Installing OCRopus 0.3

Ocropus 0.4+ is now available.

Following notes are based on the instructions for installing OCRopus 3.0. The following notes were generated in the following environment:

  • OCRopus 0.3
  • iulib 0.3
  • Ubuntu 8.10 (Intrepid Ibex)

Before you Begin

Make sure your Ubuntu installation has the following components installed (not installed by default):

  • g++
  • scons
  • svn

If you have problems downloading any of the packages or libraries required, try changing the server which apt-get or Synaptic use. In our experience, mirror.csclub.uwaterloo.ca/ubuntu was good.

The easiest way to change the download server is to use Synaptic Package Updater and change the repository location. Remember to Refresh in order for the changes to apply.

1. Installing iulib

  • Download iulib 0.3 package from iulib's google code page. http://code.google.com/p/iulib/
  • Get any missing libraries, run: sudo apt-get install libpng12-dev libjpeg62-dev libtiff4-dev libavcodec-dev libavformat-dev libsdl-gfx1.2-dev libsdl-image1.2-dev
    • if you get errors downloading any of these libraries, change your package download server. See the note at the top of this document.
  • Run: sudo scons install (This will help avoid an error in the next step.
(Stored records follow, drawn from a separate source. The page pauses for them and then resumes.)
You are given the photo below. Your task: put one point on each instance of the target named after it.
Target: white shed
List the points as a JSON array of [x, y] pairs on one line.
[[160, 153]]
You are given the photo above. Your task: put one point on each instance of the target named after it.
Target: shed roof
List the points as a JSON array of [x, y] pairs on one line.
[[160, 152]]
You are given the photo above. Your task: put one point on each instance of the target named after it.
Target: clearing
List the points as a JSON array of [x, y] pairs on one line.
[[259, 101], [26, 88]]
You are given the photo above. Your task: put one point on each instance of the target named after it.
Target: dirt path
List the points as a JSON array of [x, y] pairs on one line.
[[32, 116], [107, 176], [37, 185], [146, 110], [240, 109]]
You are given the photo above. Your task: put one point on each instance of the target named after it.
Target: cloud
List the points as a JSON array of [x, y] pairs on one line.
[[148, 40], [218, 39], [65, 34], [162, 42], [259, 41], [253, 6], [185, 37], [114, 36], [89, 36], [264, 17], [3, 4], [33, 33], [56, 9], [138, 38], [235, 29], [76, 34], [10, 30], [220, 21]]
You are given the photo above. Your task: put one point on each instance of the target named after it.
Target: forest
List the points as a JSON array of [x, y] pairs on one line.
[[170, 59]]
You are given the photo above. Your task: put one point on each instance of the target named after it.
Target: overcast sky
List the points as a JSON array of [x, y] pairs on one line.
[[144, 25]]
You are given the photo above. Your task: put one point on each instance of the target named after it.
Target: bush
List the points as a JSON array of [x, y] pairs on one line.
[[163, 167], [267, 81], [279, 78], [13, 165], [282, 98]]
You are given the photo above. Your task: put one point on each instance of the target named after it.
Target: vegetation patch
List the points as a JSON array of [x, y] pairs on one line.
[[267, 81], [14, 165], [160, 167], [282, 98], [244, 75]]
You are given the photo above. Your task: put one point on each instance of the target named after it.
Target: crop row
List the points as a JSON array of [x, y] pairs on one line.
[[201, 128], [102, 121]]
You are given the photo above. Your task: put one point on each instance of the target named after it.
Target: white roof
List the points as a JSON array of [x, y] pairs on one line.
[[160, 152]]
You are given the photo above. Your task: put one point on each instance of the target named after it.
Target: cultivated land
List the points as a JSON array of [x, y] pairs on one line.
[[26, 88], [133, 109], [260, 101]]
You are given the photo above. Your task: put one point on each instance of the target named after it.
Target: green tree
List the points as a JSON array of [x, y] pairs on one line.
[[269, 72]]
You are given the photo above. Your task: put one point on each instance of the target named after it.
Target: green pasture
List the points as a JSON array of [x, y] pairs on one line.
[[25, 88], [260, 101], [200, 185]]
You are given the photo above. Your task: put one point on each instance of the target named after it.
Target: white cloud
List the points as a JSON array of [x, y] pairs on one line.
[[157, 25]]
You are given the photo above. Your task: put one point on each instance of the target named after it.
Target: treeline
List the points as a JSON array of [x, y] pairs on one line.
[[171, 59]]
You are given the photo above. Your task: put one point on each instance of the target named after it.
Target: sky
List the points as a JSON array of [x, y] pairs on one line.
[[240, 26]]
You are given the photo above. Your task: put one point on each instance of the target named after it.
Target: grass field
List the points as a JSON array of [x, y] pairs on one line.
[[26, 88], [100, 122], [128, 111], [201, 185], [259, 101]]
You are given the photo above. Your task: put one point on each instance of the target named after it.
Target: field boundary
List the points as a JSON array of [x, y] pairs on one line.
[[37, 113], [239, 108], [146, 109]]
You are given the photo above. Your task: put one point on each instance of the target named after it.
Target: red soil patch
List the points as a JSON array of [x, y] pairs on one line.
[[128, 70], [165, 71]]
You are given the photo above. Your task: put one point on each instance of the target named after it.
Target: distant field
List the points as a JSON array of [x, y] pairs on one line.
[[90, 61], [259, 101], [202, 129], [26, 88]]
Make sure to have scons installed.)
  • Run: sudo make install

You may get the following error:

./vidio/vidio.cc:484 error: cannot convert 'ByteIOContext**' to 'ByteIOContext*' for argument '1' to 'int url_fclose(ByteIOContext*)'

To fix this, change Line 484 from url_fclose(&oc->pb); to url_fclose(oc->pb);

2. Installing Tesseract

svn co http://tesseract-ocr.googlecode.com/svn/trunk/ tesseract-ocr
cd tesseract-ocr
./configure
make
sudo make install      

3. Installing OCRopus

Following the instructions listed here: http://sites.google.com/site/ocropus/install-0-3

./configure --without-fst --without-leptonica
make
sudo make install

OCRopus instructions only tell you to run make install, but you should be using sudo make install to install properly.

  • Note: running configure with the --without-SDL flag will cause an error during the make process:
/home/leviticus/ocropus/iulib/utils/dgraphics.cc:154: undefined reference to `SDL_FillRect'
/home/leviticus/ocropus/iulib/utils/dgraphics.cc:155: undefined reference to `SDL_UpdateRect'
/home/leviticus/ocropus/iulib/utils/dgraphics.cc:157: undefined reference to `SDL_UpdateRect'
collect2: ld returned 1 exit status
make[1]: *** [ocroscript] Error 1
make[1]: Leaving directory `/home/leviticus/ocropus/ocropus-0.3/ocroscript'
make: *** [all-recursive] Error 1

Therefore, make sure to not use the --without-SDL flag.

4. Running OCRopus

Run at command line:
ocroscript recognize data/pages/alive_1.png

This will print an HTML document to stdout with the text conversion of the image. Pipe to Firefox or redirect output to file and open in browser.